Now Bagot, freely speak thy mind
What thou dost know of noble Gloucester’s death,
Who wrought it with the King and who performed
The bloody office of his timeless end?
BAGOT Then set before my face the Lord Aumerle.
BOLINGBROKE Cousin, stand forth and look upon that man. (4.1.1-7)
It’s a reasonable assumption that every actor in the company, except those playing the women’s parts, will appear in this scene. (This is the Folio stage direction, with light editorial additions.) It’s a re-run of the opening scene in the court, and to a lesser extent the tournament scene, but this time Bolingbroke is the one in charge. Where he stands or sits will be crucial; not on the throne, yet, and so the stage picture might be unsettled: a crowd, but an empty chair, a canopy of state, centrally placed, to which the eye is drawn. This is a scene closely based on Holinshed, but it takes several months’ worth of events and condenses them into a single climactic, catastrophic action, set in Westminster Hall, where Parliament usually sat. So—like the opening scene—it’s formal, public, being staged in a space that is at once set up for debate, and hierarchical, spectacular, even ritualistic. (Hence the Herald and Officers.) It’s also a judicial space, used for state trials, and this scene is, in some ways, a trial scene. And so it begins with the summoning of Bagot (we probably have to remind ourselves that no, he wasn’t executed with Bushy and Green and the never-seen Earl of Wiltshire): the state he’s in (how is he dressed? is he under guard? is he in chains? has he been roughed up?) could shock, could set the tone by being a stark contrast with the appearance and demeanour of Bolingbroke and his companions.

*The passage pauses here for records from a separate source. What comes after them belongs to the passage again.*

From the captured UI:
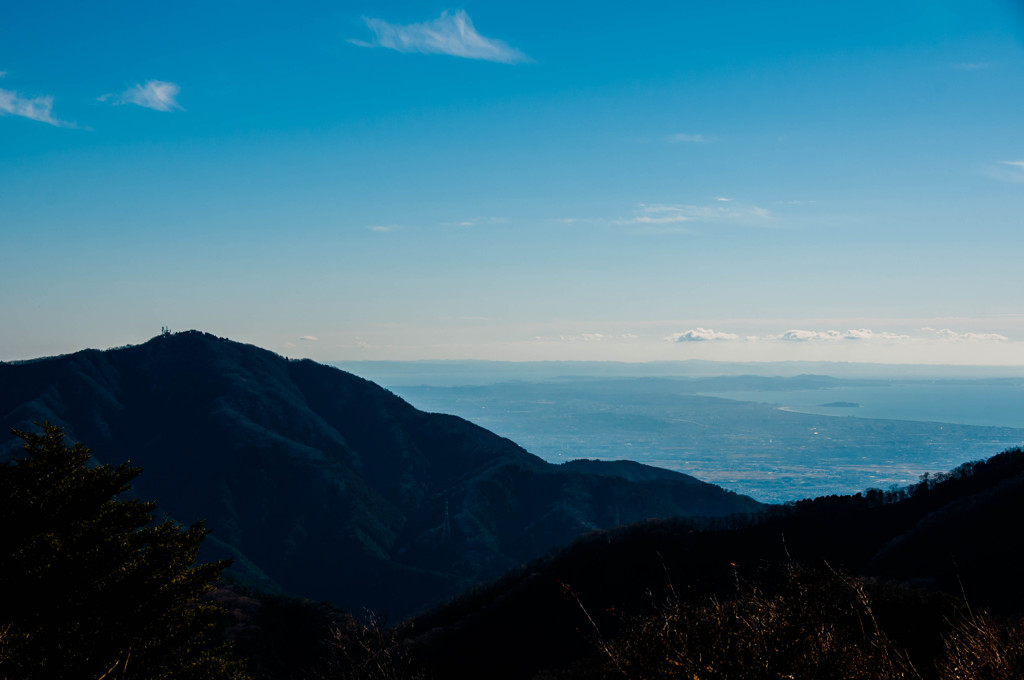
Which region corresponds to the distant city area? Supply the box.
[341,363,1024,502]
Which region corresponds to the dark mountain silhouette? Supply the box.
[391,450,1024,678]
[0,331,764,615]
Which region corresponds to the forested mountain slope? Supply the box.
[0,331,764,617]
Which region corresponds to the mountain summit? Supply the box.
[0,331,763,615]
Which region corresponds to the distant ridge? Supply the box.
[0,331,764,615]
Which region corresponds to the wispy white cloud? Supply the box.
[953,61,994,71]
[97,80,183,111]
[921,326,1010,342]
[0,86,75,127]
[984,161,1024,184]
[669,132,716,144]
[621,198,776,226]
[764,328,911,342]
[440,217,509,226]
[349,9,529,63]
[669,328,739,342]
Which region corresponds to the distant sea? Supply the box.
[703,379,1024,428]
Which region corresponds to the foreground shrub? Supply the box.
[0,424,243,680]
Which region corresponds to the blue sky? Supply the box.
[0,0,1024,365]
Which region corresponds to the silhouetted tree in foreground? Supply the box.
[0,424,245,680]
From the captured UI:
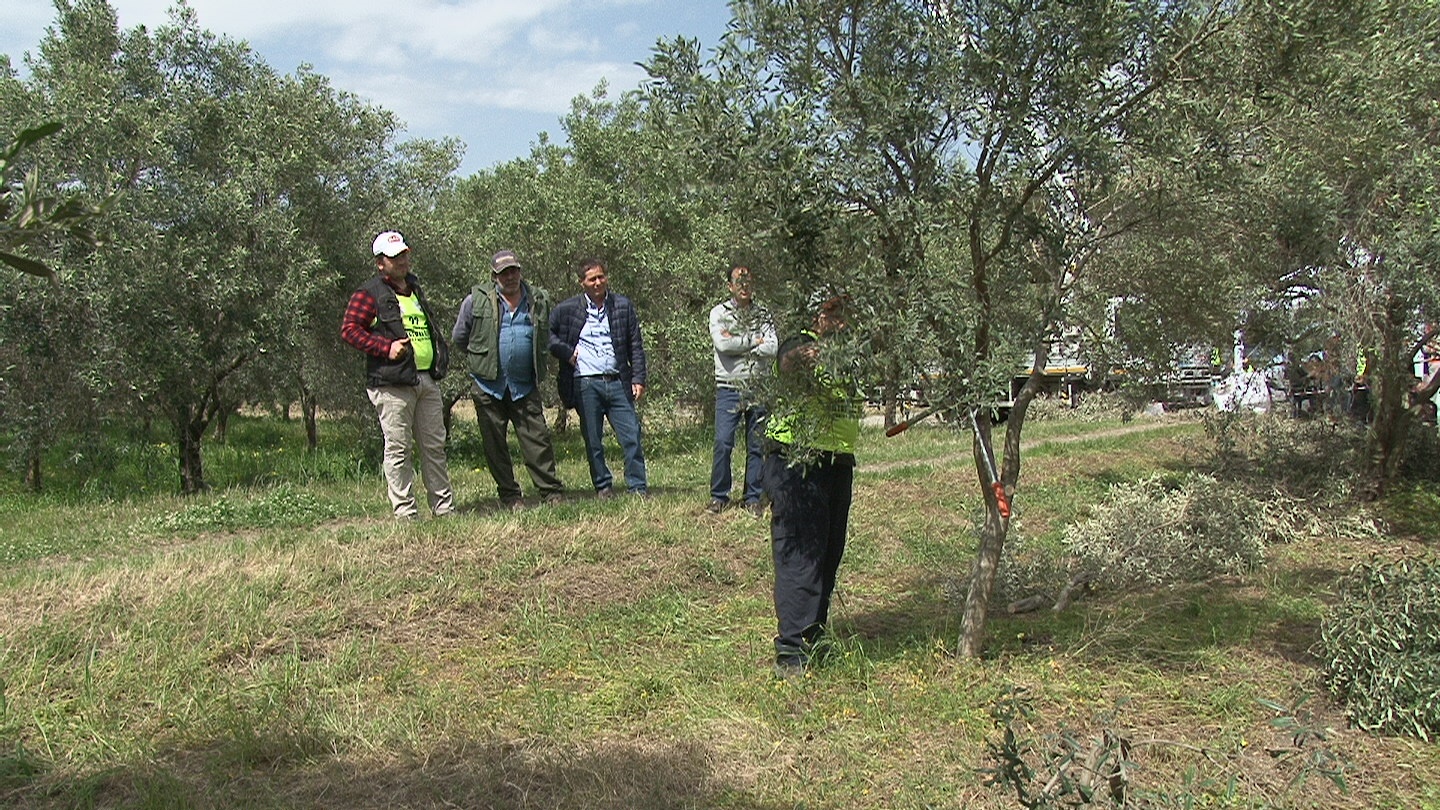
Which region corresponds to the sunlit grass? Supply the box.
[0,412,1440,810]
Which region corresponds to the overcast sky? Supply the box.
[0,0,730,174]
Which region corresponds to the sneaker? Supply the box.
[775,653,809,680]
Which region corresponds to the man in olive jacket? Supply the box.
[340,231,455,520]
[451,251,564,510]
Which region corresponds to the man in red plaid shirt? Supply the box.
[340,231,455,520]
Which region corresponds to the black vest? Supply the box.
[360,274,449,388]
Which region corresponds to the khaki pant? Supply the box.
[367,372,455,517]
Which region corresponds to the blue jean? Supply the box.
[710,388,765,503]
[575,376,648,493]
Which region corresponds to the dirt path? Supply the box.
[857,419,1178,473]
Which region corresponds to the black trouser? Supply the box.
[765,443,855,656]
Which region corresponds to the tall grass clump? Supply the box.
[1316,558,1440,739]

The matter being tried here is that which was first explored, unsatisfactorily, in the play’s opening scene, the question of the duke of Gloucester’s death, or rather murder. (Gloucester was the brother of John of Gaunt and Edward the Black Prince, and hence uncle to both Richard and Bolingbroke, and to Aumerle.) Bolingbroke had accused Mowbray of involvement in Gloucester’s death, although historically it had been at Richard’s instigation, and it’s the King’s involvement here that is now being openly spoken of: who wrought it with the King—who else was involved in the plot—and who actually did the killing, that bloody office? Office here is duty, undertaking, job; who did the king’s dirty work, is one way of reading it. (Gloucester’s death was timeless because it was untimely; it was murder.) This is probably Bagot’s big chance to escape with his life. He’s got to pin the blame on someone else, squarely and explicitly; he’s got to distance himself from the King. And so he implicates Aumerle, who may well be in the thick of the group attached to Bolingbroke, who may be unwilling to emerge at this summons. Bolingbroke gives him no choice—it’s an order—but as is so often the case, he softens it, pragmatically, by referring to the family relationship: Cousin, stand forth and look upon that man.